Review: The Life Changing Magic of Tidying Up and Spark Joy (Mari Kondo)

I read these books not because I planned on following them literally, but because I was moving and I wanted to bias myself towards getting rid of stuff rather than keeping stuff.  This was a good plan that I recommend to anyone with similar goals.  Having a little voice in the back of your head saying “If it doesn’t spark joy you are morally obligated to throw it out” is a great counterpoint to your inner hoarder.  Now on to the epistemics.

These books are weirdly calming, because they’re so confidently wrong.  There’s no hedging, no complications, no conception that other people might operate differently than her, just her opinion/the right way to do things, which are one and the same.  I spend all day around people with very complicated models they are very tentative about, and it was relaxing to see someone fully commit to something.  Plus if something is almost true, it’s stressful to disagree with it.  If it’s so clearly wrong and not considering other options, disagreeing feels easy.

Kondo actually walks back a lot of the wrongness in the second book.  For example, she acknowledges that there are practical things you need to keep even if they don’t fill you with delight.

I think I also enjoyed the books because Mari Kondo and I have the same ultimate goal: human flourishing.  She has fixated on tidyness as the base of the pyramid that ends in utopia, and she’s doing what she can to make that happen.  Aside from her initial assumption that tidyness will fix everything wrong with your life, I agree with all of her logical steps.

Epistemic Spot Check Changes

Previously I checked books pretty much as I went along.  Doing otherwise felt like the check was playacting; if knowing wasn’t going to affect my behavior towards the book it was rigor theater, not genuinely caring about a book’s factual accuracy.  I’m backing off on that.  It prevents a book from gathering any momentum and it’s too easy to turn into cheap shots.

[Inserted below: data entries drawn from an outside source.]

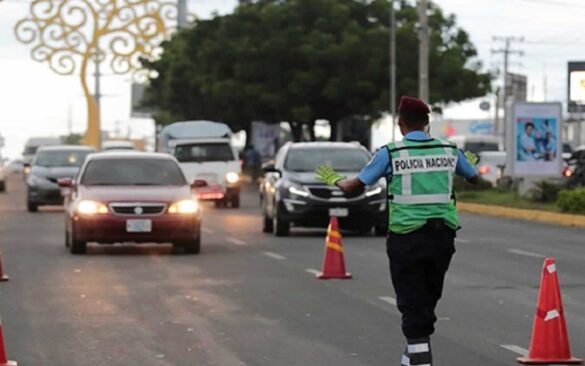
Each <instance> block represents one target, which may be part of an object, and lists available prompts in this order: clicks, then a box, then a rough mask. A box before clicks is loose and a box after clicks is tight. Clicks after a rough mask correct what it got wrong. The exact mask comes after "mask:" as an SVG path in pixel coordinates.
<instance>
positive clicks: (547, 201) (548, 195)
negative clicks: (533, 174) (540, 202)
mask: <svg viewBox="0 0 585 366" xmlns="http://www.w3.org/2000/svg"><path fill="white" fill-rule="evenodd" d="M562 189H563V187H562V186H561V185H559V184H556V183H553V182H549V181H546V180H543V181H541V182H538V183H536V184H535V186H534V188H532V189H531V190H530V191H529V192H528V198H529V199H531V200H532V201H535V202H555V201H556V200H557V196H558V194H559V192H560V191H561V190H562Z"/></svg>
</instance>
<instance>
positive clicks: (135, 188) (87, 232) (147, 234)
mask: <svg viewBox="0 0 585 366" xmlns="http://www.w3.org/2000/svg"><path fill="white" fill-rule="evenodd" d="M59 184H60V186H61V187H62V188H63V189H69V190H70V193H69V197H68V199H67V202H68V204H67V206H66V210H65V245H66V246H67V247H68V248H69V250H70V251H71V253H72V254H83V253H85V252H86V250H87V243H88V242H97V243H100V244H112V243H125V242H134V243H169V242H170V243H173V245H174V246H175V247H180V248H183V249H184V251H185V252H186V253H191V254H197V253H199V251H200V250H201V216H202V215H201V208H200V206H199V202H198V201H197V200H196V199H195V197H194V195H193V191H192V190H193V188H194V187H202V186H205V184H206V183H205V182H204V181H197V182H194V183H193V184H189V183H188V182H187V179H186V178H185V175H184V174H183V172H182V171H181V168H180V166H179V164H178V162H177V160H176V159H174V158H173V157H172V156H170V155H168V154H157V153H132V152H120V153H114V152H112V153H107V154H93V155H91V156H90V157H89V158H88V159H87V161H86V162H85V164H84V165H83V167H82V168H81V171H80V173H79V175H78V176H77V178H75V179H71V178H68V179H62V180H60V181H59Z"/></svg>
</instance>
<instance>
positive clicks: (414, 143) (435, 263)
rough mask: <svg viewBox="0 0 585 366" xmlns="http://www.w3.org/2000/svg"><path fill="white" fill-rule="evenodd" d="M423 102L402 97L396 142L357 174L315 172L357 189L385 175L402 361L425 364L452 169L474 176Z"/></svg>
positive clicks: (447, 206) (470, 179)
mask: <svg viewBox="0 0 585 366" xmlns="http://www.w3.org/2000/svg"><path fill="white" fill-rule="evenodd" d="M429 113H430V110H429V108H428V106H427V105H426V104H425V103H424V102H423V101H421V100H419V99H416V98H412V97H406V96H405V97H402V98H401V100H400V106H399V119H398V125H399V127H400V131H401V132H402V134H403V135H404V139H403V140H402V141H400V142H395V143H390V144H388V145H387V146H385V147H384V148H382V149H380V150H379V151H378V152H377V153H376V155H375V156H374V158H373V159H372V161H371V162H370V163H369V164H368V165H367V166H366V167H365V168H364V169H363V170H362V171H361V173H360V174H359V175H358V177H356V178H353V179H345V177H342V176H340V175H339V174H337V173H336V172H335V171H333V170H332V169H331V168H329V167H326V166H321V167H319V168H318V169H317V177H318V178H319V179H320V180H322V181H324V182H326V183H328V184H330V185H336V186H337V187H339V188H340V189H341V190H342V191H344V192H346V193H351V192H359V191H363V190H364V188H365V186H368V185H372V184H375V183H376V182H377V181H378V180H379V179H380V178H384V177H386V179H387V182H388V211H389V232H388V237H387V242H386V249H387V254H388V258H389V262H390V275H391V279H392V284H393V286H394V290H395V292H396V300H397V306H398V309H399V310H400V312H401V314H402V331H403V333H404V335H405V337H406V339H407V345H406V349H405V351H404V355H403V357H402V365H429V366H430V365H431V364H432V353H431V346H430V336H431V335H432V334H433V333H434V331H435V327H434V324H435V322H436V321H437V317H436V315H435V307H436V306H437V303H438V301H439V299H440V298H441V294H442V292H443V282H444V278H445V274H446V272H447V270H448V268H449V263H450V261H451V257H452V256H453V254H454V253H455V245H454V241H455V232H456V231H457V230H458V229H459V228H460V222H459V217H458V215H457V210H456V208H455V200H454V195H453V177H454V175H459V176H462V177H463V178H465V179H467V181H469V182H470V183H472V184H476V183H477V182H478V180H479V178H478V176H477V173H476V171H475V168H474V167H473V165H475V164H476V163H477V161H478V159H477V157H476V156H475V155H473V154H471V153H465V154H464V153H463V152H462V151H460V150H458V149H457V147H456V145H454V144H452V143H449V142H445V141H442V140H438V139H433V138H431V137H430V136H429V135H428V134H427V133H426V132H424V131H425V130H426V129H427V127H428V124H429Z"/></svg>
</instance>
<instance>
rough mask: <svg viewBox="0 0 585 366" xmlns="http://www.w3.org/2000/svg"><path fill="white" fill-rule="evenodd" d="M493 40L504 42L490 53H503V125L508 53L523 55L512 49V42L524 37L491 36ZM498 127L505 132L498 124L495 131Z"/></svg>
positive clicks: (502, 92) (498, 130)
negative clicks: (491, 52) (503, 115)
mask: <svg viewBox="0 0 585 366" xmlns="http://www.w3.org/2000/svg"><path fill="white" fill-rule="evenodd" d="M492 39H493V40H494V41H497V42H504V47H502V48H499V49H496V50H492V54H503V55H504V84H503V89H502V107H503V108H504V118H503V123H502V125H503V126H505V125H506V114H507V111H506V109H507V102H508V90H507V89H508V88H507V85H506V84H507V80H508V68H509V65H510V55H512V54H517V55H519V56H523V55H524V52H522V51H520V50H514V49H512V43H513V42H524V37H493V38H492ZM496 113H498V111H496ZM500 129H501V130H502V132H504V134H505V132H506V129H505V128H501V127H500V126H497V125H496V132H498V133H499V132H500Z"/></svg>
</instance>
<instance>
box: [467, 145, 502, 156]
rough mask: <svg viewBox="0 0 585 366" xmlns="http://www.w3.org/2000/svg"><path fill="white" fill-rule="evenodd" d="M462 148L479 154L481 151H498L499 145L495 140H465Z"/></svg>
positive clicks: (471, 151)
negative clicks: (465, 142) (466, 141)
mask: <svg viewBox="0 0 585 366" xmlns="http://www.w3.org/2000/svg"><path fill="white" fill-rule="evenodd" d="M463 150H465V151H471V152H472V153H475V154H479V153H480V152H482V151H499V150H500V146H499V144H498V143H496V142H466V143H465V147H464V149H463Z"/></svg>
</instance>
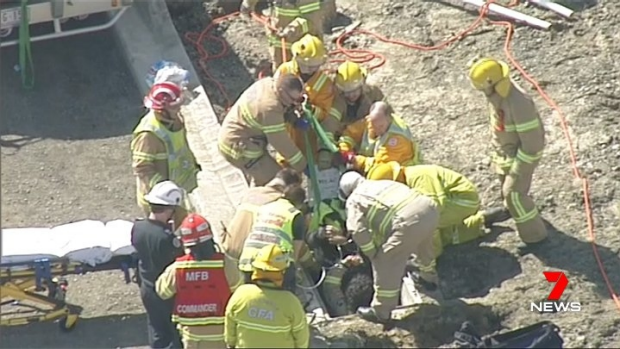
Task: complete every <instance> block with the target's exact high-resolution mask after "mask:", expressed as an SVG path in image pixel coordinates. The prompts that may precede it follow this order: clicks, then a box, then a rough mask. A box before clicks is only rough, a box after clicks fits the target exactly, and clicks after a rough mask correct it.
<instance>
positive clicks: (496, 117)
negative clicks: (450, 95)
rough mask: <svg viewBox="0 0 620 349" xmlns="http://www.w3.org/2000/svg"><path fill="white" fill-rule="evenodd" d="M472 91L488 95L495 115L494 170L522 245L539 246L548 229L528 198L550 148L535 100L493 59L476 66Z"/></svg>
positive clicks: (503, 66)
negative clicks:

Instead, for the mental health books, my default is going to be read the introduction and at least one other chapter, marking what I want to verify as I go, and circle back at the end of the second chapter to fact check.  This will give the books a little time to breathe and for me to evaluate their model.  It’s also way easier for me.

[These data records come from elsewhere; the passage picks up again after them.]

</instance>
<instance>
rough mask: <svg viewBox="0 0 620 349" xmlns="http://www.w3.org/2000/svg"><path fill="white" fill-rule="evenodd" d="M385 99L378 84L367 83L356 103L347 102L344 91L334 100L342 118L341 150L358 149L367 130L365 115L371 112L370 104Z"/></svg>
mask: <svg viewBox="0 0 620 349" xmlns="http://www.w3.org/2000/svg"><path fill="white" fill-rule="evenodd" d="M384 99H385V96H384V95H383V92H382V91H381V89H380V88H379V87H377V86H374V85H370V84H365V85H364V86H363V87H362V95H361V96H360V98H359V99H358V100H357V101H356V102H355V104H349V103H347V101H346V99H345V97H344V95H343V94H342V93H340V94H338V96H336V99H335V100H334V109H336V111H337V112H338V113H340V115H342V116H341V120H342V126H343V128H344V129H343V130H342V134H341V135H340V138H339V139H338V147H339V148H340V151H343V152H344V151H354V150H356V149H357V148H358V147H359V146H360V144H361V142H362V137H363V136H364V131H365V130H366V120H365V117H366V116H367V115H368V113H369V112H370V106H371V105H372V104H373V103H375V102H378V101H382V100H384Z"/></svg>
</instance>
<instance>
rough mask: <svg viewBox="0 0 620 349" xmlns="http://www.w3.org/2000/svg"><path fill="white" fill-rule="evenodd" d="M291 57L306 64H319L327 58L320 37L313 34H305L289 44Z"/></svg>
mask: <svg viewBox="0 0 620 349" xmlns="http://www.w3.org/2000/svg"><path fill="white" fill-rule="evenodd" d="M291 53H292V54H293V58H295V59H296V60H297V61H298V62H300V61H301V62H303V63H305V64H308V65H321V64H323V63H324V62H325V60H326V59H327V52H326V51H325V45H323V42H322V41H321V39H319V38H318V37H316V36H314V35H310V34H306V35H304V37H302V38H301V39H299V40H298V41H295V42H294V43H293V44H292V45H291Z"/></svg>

The exception  will be books where I get a stuck feeling and need to look something up to continue, or where I get nerd sniped.

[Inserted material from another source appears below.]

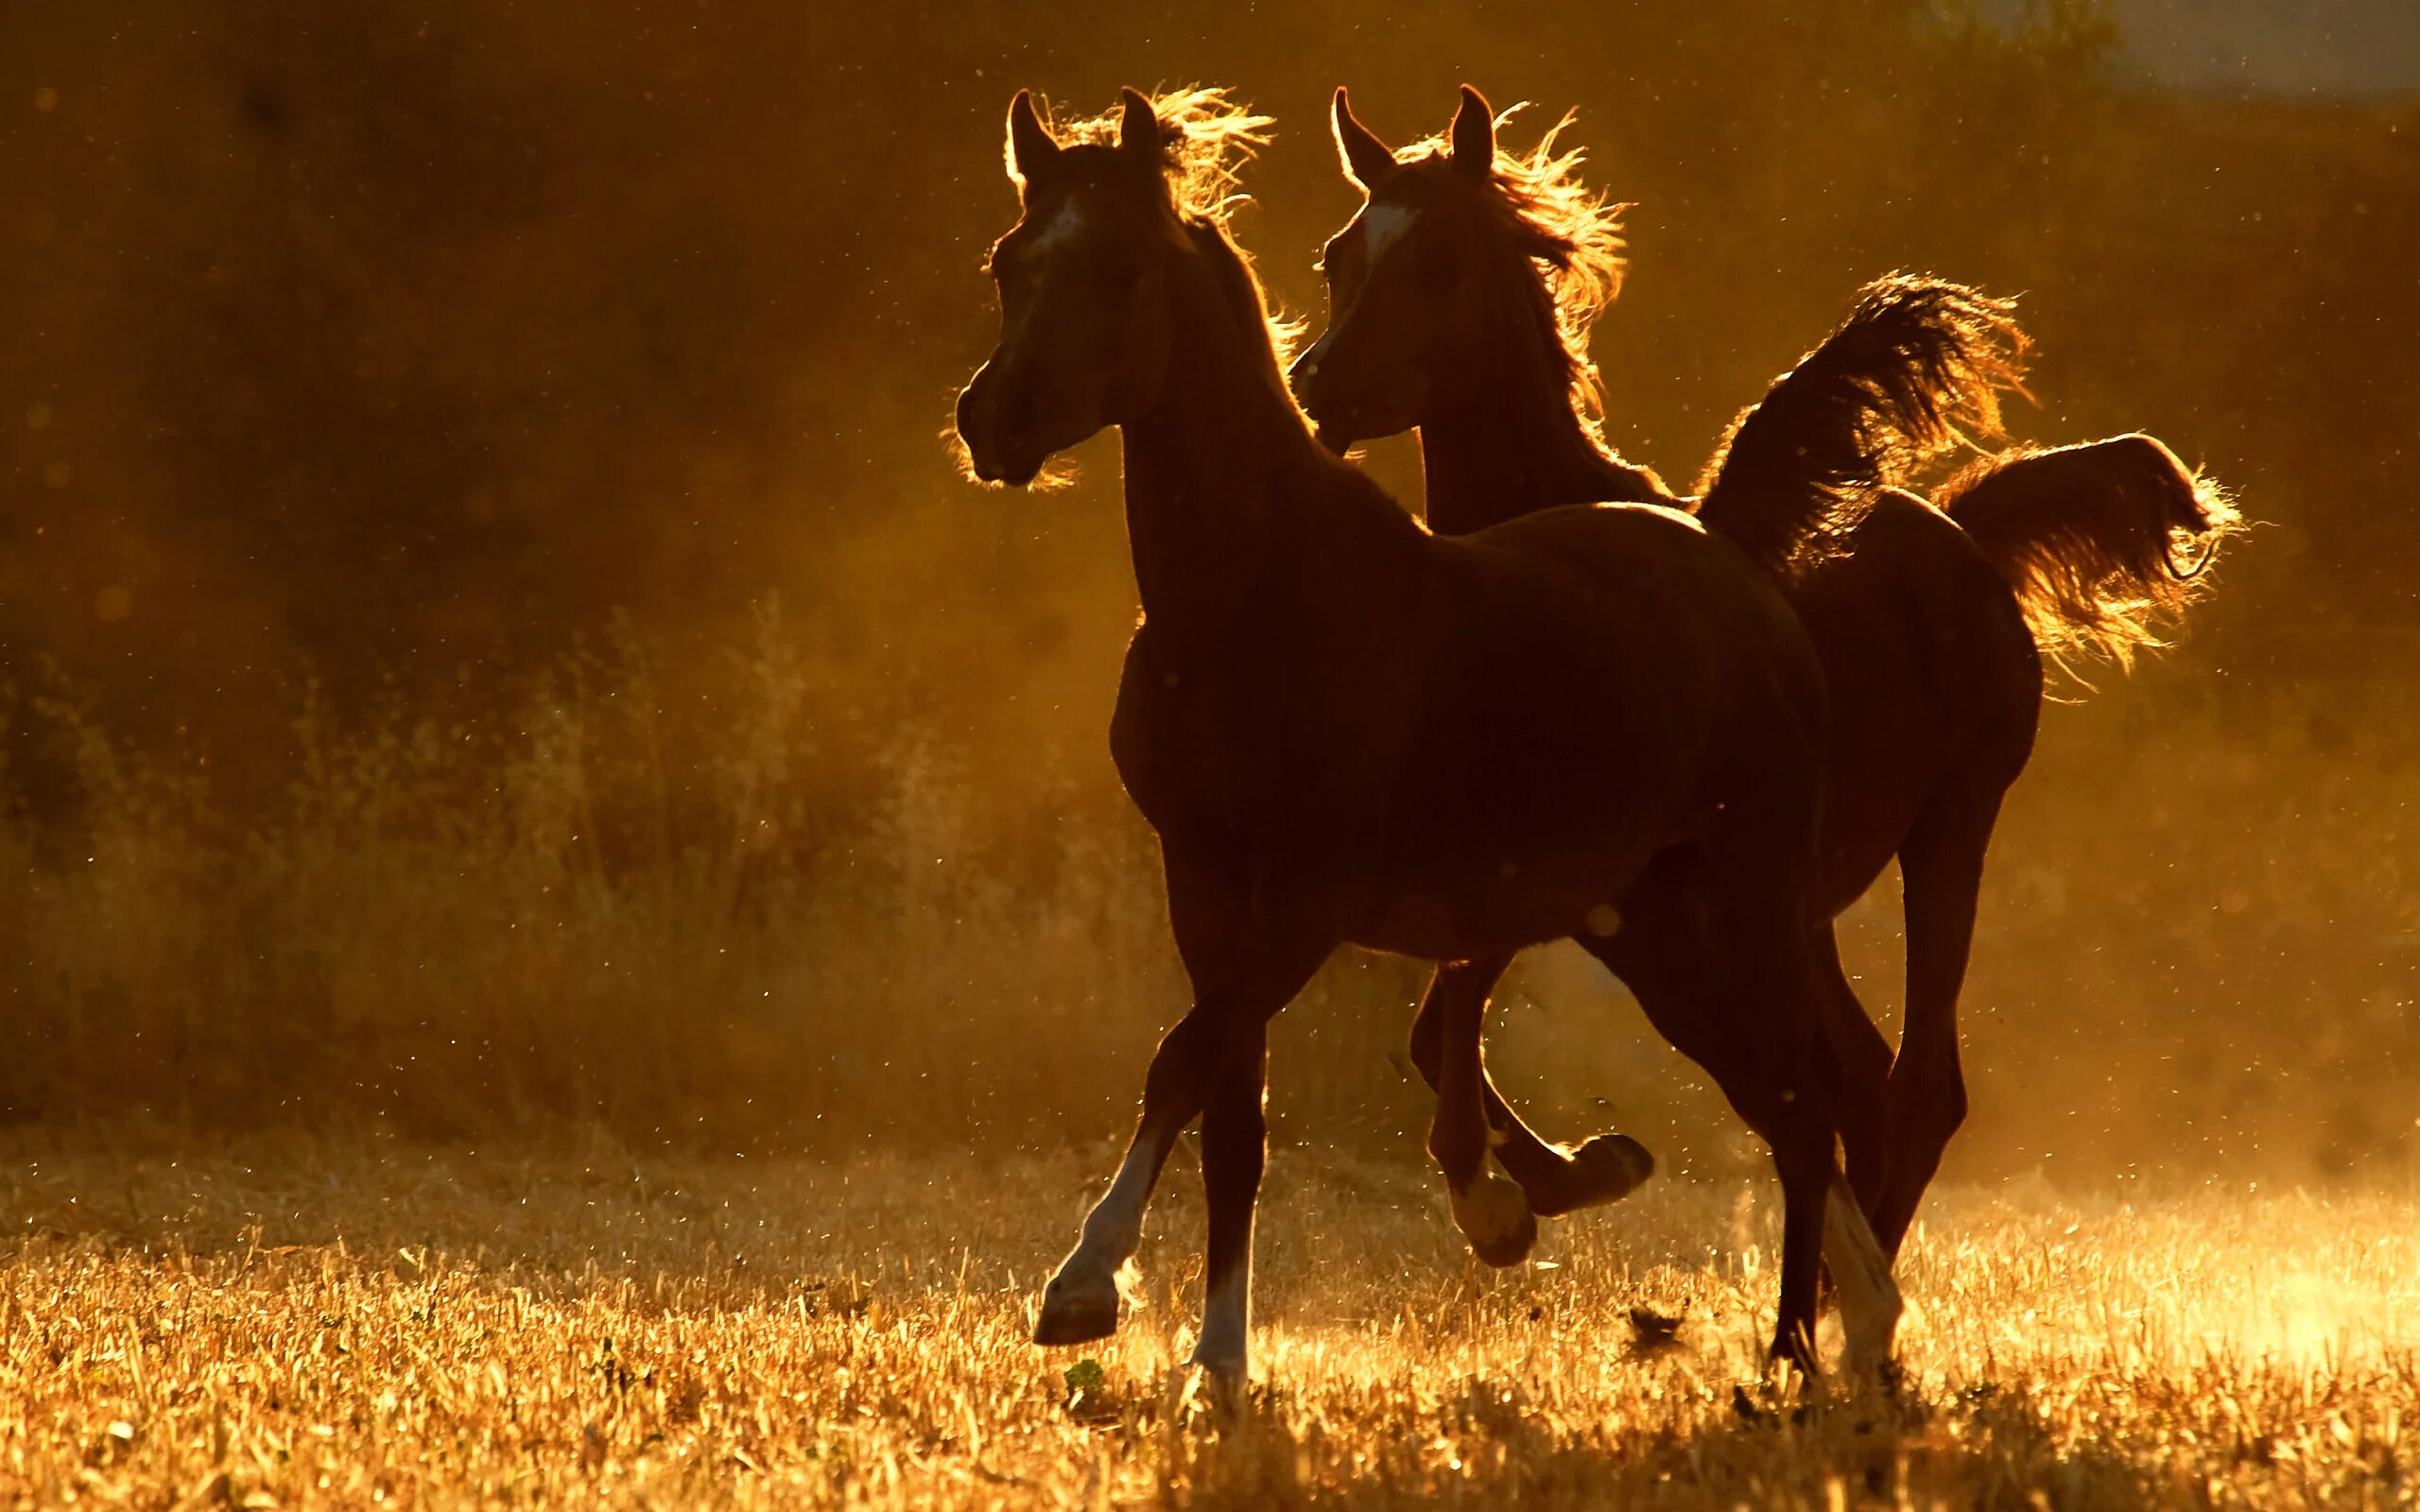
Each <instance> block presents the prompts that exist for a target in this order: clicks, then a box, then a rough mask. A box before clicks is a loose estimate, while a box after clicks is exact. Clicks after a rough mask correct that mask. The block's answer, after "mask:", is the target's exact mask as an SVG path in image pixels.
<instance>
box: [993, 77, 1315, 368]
mask: <svg viewBox="0 0 2420 1512" xmlns="http://www.w3.org/2000/svg"><path fill="white" fill-rule="evenodd" d="M1150 99H1152V114H1154V116H1159V138H1162V148H1164V152H1162V157H1164V165H1166V167H1164V172H1162V181H1164V184H1166V191H1169V208H1171V210H1176V220H1179V223H1183V225H1186V230H1188V232H1193V237H1195V242H1198V244H1205V249H1208V244H1215V247H1217V249H1225V254H1227V256H1232V259H1234V264H1237V269H1217V273H1220V288H1222V293H1225V295H1227V298H1229V302H1234V305H1237V312H1239V314H1241V317H1244V319H1256V322H1261V324H1263V327H1266V329H1268V346H1271V351H1273V353H1275V363H1278V373H1280V377H1278V387H1280V389H1285V380H1283V373H1285V365H1287V363H1290V360H1292V356H1295V344H1297V341H1300V339H1302V322H1300V319H1287V317H1283V314H1278V312H1275V310H1271V305H1268V298H1266V290H1263V285H1261V278H1258V273H1254V269H1251V254H1249V252H1244V249H1241V247H1239V244H1237V242H1234V235H1232V232H1229V227H1227V223H1229V220H1232V218H1234V210H1237V208H1239V206H1246V203H1251V196H1249V194H1244V184H1241V172H1244V165H1246V162H1251V160H1254V157H1256V155H1258V150H1261V148H1266V145H1268V128H1271V126H1273V123H1275V116H1261V114H1254V109H1251V106H1246V104H1241V102H1237V99H1234V97H1232V94H1229V92H1227V90H1208V87H1200V85H1186V87H1183V90H1162V92H1157V94H1152V97H1150ZM1041 114H1043V123H1045V126H1048V128H1050V135H1055V138H1058V140H1060V143H1065V145H1070V148H1113V145H1116V143H1118V121H1120V114H1123V111H1118V109H1108V111H1101V114H1099V116H1084V119H1079V121H1067V123H1060V121H1055V119H1053V114H1050V104H1048V102H1043V106H1041ZM1009 177H1016V165H1014V162H1012V165H1009ZM1019 184H1021V179H1019ZM1203 232H1208V237H1205V235H1203ZM1215 264H1217V259H1215V256H1212V266H1215ZM1237 271H1239V273H1241V281H1237V278H1234V273H1237ZM1246 295H1249V298H1246ZM1246 307H1249V310H1246ZM1287 402H1292V394H1287Z"/></svg>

Econtalk on Generic Medications

I’m pretty educated on the pharmaceutical industry for someone who doesn’t work anywhere near it, and last week’s Econtalk taught me a lot.  Here’s a teaser.

Developers of new medication are granted a limited term to sell that medication without competition, which generally makes the price higher.  This is useful because it creates an incentive for inventing new drugs.  But it’s costly, because the incentive is money consumers wouldn’t otherwise spend.  Sometimes companies claim patent protection for bullshit patents, just like the software industry.  Challenging these patents is costly; to incentivize generic manufacturers to do so, the government grants them a limited monopoly if a they win.  For six months only they and the inventor can sell the product.

Only the count starts when the second manufacturer brings their version to market, not when they win the case.  If they don’t release a product no one else can either, even if the drug moves off patent in the meantime.  Unsurprisingly, pharmaceutical research companies began paying off generic manufacturers to essentially win lawsuits and then never release a generic, thus extending their monopoly past the patent expiration.

Courts have mostly struck that down at this point, and companies have moved to either more subtle rent seeking (“how about we just pay you to manufacture the drug for us?”) or more antagonistic actions…

Dd you know that you can’t have a generic for a name-brand drug that’s no longer on the market?  I mean, you can, but doctors don’t write prescriptions for generics, they write it for the name brand and the pharmacist gives you the cheapest substitute.  But they can only do that if the name brand is theoretically available.  If a company, say, tweaks the formula in an absolutely irrelevant way and files a new patent on that, they can completely forestall generic competition until the new patent runs out.

Big pharma, I’m on your side.  I defend your monopoly profits more than almost anyone.  But you need to cut this shit out.